Malaysia's leading opposition figure Anwar Ibrahim, a former deputy premier, rejoined parliament on Thursday, bringing him closer to his ambition of toppling the government and reforming the economy.
Anwar, once the protege of former prime minister Mahathir Mohamad, was forced from office in 1998 on corruption and sodomy charges he said were false and part of a political conspiracy to ruin his political ambitions.
A decade on, he rejoins parliament filled with his political enemies and scores of fellow opposition lawmakers united in his quest to boot out the Barisan Nasional coalition that has ruled the country for the past 50 years.
To do this he must win the backing of 30 legislators from the ruling coalition to get a majority in the 222-member parliament.
"I feel vindicated. I feel great that I am back," Anwar told reporters after he was sworn in a day before the government unveils the 2009 budget widely expected to contain populist spending measures.
But Anwar faces new charges for sodomy that could see him jailed for up to 20 years. All homosexual acts are a criminal offence in this mainly Muslim nation of 27 million people.
He denies the charges and says that despite a looming court case he will oust Barisan in a confidence vote in mid-September and implement wide-ranging economic reforms and eradicate rampant corruption.
Anwar faces court to answer the latest charges on Sept. 10. He was freed from jail in 2004 after a court quashed his earlier sodomy conviction but was still banned from seeking office until April 2008.
CHEERS FROM THE CHAMBER
Resurgent with that ban lifted, he won a resounding victory in a by-election on Tuesday in a seat vacated by his wife and his success to date has rattled the ruling coalition and undermined the leadership of Prime Minister Abdullah Ahmad Badawi.
The government has been on the back foot since losing its two-thirds majority in an election in March and there were calls on Wednesday for Badawi to quit.

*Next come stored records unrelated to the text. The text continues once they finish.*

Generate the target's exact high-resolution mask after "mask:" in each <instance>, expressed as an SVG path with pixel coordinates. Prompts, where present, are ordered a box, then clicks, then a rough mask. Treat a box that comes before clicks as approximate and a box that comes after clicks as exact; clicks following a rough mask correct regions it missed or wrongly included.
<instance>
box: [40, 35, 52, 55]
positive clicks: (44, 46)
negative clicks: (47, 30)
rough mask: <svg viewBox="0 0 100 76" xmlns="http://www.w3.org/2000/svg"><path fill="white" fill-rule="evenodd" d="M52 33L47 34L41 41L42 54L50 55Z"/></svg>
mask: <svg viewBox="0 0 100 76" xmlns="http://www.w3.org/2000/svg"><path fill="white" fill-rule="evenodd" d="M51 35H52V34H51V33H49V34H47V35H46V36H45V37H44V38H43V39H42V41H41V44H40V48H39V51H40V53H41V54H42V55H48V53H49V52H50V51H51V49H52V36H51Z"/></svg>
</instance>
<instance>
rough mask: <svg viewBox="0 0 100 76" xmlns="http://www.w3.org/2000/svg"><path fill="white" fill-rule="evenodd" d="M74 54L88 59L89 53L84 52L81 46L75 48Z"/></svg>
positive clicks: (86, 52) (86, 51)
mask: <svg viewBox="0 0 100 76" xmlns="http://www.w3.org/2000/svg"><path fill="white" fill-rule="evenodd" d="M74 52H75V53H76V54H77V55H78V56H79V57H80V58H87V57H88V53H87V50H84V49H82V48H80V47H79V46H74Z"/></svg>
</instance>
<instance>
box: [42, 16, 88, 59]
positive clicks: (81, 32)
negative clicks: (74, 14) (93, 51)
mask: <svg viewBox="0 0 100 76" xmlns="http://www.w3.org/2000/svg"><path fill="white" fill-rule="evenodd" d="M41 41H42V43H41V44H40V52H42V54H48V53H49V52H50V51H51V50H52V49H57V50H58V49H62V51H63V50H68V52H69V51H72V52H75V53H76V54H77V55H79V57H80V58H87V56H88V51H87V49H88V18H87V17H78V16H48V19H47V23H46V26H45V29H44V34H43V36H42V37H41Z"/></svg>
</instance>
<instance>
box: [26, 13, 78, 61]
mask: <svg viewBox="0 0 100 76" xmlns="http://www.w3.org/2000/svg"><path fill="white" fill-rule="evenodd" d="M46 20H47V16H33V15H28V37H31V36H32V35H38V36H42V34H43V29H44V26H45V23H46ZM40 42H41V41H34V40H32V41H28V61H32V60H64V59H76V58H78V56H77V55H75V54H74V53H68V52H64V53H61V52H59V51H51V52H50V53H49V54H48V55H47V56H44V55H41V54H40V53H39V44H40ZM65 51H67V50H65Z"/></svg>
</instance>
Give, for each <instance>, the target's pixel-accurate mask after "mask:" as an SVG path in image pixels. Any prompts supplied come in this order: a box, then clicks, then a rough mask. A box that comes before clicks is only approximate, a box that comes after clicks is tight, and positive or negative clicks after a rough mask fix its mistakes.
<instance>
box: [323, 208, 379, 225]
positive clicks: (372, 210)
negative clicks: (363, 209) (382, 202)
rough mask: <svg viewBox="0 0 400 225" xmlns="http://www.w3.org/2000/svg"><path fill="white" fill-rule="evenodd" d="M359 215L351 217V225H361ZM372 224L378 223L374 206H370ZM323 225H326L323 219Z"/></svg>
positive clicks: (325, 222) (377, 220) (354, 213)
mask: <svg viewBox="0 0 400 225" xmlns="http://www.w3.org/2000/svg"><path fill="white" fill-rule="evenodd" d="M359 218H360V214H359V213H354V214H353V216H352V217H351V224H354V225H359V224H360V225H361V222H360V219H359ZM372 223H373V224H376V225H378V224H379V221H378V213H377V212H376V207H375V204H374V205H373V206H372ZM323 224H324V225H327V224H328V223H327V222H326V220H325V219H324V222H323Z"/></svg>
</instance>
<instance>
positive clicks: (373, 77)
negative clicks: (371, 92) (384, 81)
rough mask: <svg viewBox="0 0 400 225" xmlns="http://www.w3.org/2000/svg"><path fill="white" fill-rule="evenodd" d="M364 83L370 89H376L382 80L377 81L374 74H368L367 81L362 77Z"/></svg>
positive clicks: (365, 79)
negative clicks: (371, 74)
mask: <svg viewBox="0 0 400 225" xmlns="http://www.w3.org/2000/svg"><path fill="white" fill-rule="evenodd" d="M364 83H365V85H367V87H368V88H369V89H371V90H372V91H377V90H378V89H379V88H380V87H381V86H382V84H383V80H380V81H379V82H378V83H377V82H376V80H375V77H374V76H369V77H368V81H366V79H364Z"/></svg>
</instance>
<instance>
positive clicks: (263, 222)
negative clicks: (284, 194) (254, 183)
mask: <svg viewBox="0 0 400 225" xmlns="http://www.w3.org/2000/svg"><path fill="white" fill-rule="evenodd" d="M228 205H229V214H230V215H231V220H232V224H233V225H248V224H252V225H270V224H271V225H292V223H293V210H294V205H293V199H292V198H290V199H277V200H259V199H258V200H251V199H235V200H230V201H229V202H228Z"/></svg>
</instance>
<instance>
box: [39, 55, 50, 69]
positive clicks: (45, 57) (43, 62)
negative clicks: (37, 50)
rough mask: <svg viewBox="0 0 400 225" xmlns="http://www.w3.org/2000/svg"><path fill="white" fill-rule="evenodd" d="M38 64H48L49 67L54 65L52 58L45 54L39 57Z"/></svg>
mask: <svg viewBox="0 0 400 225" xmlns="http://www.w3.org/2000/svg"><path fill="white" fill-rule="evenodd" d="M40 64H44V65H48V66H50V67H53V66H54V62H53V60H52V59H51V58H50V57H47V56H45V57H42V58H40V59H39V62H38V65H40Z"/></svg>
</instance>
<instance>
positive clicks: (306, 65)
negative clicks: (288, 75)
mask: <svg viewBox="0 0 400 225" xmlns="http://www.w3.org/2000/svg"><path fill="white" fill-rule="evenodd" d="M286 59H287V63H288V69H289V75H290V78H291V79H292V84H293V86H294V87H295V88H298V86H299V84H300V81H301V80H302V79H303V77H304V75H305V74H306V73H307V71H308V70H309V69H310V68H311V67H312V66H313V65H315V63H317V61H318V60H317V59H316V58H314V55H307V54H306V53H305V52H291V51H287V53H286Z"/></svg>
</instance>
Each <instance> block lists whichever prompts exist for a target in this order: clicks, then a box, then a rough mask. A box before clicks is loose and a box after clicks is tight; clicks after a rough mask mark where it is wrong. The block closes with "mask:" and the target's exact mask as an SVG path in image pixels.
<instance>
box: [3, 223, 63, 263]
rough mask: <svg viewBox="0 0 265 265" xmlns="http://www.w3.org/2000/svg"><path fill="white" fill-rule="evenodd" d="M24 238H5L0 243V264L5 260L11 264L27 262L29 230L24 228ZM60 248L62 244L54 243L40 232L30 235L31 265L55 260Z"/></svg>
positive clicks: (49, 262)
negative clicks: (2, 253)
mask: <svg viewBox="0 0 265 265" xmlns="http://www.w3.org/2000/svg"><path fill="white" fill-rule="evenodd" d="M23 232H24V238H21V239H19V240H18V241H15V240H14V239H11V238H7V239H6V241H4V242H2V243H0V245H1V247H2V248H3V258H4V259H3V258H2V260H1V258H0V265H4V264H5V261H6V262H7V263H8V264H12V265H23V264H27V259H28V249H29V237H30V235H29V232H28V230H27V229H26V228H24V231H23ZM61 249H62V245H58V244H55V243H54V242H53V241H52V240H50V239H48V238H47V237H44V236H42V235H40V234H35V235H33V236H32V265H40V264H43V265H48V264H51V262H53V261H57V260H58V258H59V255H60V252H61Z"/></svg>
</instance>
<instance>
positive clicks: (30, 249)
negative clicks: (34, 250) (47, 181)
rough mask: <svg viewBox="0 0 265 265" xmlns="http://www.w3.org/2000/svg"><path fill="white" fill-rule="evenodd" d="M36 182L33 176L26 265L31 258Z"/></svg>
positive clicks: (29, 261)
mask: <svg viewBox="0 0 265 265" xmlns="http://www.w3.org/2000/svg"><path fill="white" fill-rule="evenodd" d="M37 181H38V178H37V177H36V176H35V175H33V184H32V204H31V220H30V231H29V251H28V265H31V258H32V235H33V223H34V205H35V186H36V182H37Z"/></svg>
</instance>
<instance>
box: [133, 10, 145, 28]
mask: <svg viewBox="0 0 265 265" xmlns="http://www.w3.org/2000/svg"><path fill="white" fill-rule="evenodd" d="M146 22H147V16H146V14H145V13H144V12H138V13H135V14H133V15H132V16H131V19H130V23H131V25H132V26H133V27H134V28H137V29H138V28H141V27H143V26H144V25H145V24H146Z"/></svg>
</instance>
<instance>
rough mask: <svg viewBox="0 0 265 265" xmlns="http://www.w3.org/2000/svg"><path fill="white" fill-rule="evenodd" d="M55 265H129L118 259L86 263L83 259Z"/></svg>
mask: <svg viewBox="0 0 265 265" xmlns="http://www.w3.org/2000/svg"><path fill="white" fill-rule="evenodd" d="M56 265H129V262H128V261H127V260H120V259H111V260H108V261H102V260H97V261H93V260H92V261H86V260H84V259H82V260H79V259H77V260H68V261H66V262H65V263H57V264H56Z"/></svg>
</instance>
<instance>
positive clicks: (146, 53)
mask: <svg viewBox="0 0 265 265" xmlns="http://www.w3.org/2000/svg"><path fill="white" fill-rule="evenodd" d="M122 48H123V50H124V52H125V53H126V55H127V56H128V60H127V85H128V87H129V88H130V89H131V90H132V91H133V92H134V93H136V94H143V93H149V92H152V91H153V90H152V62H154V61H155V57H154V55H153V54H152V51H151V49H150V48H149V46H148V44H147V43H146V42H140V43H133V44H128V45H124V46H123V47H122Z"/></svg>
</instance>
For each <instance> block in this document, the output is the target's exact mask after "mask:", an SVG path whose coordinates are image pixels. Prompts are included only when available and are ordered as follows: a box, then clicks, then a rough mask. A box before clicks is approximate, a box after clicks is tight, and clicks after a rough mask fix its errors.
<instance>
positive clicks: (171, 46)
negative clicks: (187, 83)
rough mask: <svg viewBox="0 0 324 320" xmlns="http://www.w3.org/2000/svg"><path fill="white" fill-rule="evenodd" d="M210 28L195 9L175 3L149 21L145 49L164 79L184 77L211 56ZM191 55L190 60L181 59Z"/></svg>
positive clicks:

In parliament on Thursday, Anwar was applauded from almost full opposition benches as he entered the chamber wearing Malay dress and a songkok black hat.
He was formally appointed as leader after he had taken his oath.
The government benches were less than half full and state television's live parliamentary coverage did not show Anwar's swearing in, starting only when a government minister rose to speak.
Anwar's three-party coalition has 82 MPs.
Before his fall from grace in the late 1990s, the 61-year-old was a star of the United Malays National Organisation (UMNO), which dominates the ruling coalition.
"Writing off Pakatan Rakyat's (Anwar's coalition) ability to entice BN MPs to defect is not something the UMNO leadership should do," commentator Zubaidah Abu Bakar wrote in the pro-government New Straits Times.
The prospect of prolonged political upheaval has hit Malaysian assets hard.
The ringgit currency and the stock market have fallen sharply since the opposition deprived Barisan of its two-thirds parliamentary majority.